Resistance to GM “Exacerbates Famine’
News Brief – September 8, 2008
Britain’s former chief scientist will warn Monday night that Europe’s resistance to Genetically Modified (GM) crops is contributing to famine in Africa.
In a speech at the BA Science Festival at Liverpool University, Sir David King will warn that aid agencies are causing food shortages in Africa by encouraging farmers to continue with traditional "organic" farming.
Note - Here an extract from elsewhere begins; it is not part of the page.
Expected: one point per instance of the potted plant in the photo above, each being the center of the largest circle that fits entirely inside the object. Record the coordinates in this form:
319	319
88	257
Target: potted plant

He claims that 700,000 lives were unnecessarily lost every year because of malnutrition and unhygienic food and water, many of which could be prevented if GM were introduced.
"The most advanced form of plant breeding, using modern genetic techniques, is now available to us" says the former chief scientist appointed during the Blair years.
"The problem is that the western world's move toward organic farming – a lifestyle choice for a community with surplus food – and against agricultural technology in general and GM in particular, has been adopted across the whole of Africa... with devastating consequences."
He said a "green revolution" was needed which would break the Continent's dependency on food aid and allow Africa to catch up with the rest of the world.
Sir David is also expected to call for the science community to re-focus its efforts on the challenges such as global warming, disease and a population that could reach nine billion by 2050.
However, given that Sir David once described ‘global warming’ as the biggest threat facing mankind, we might concur with the editor of the medical journal The Lancet who once described him as "letting off blasts of hot and sometimes rancid air".
And perhaps we should be more than a little wary of his motives given that he was appointed the government’s chief scientific advisor during the Blair regime: the very government that used Saddam’s supposed Weapons of Mass Destruction as a pretext to launch the Iraq invasion.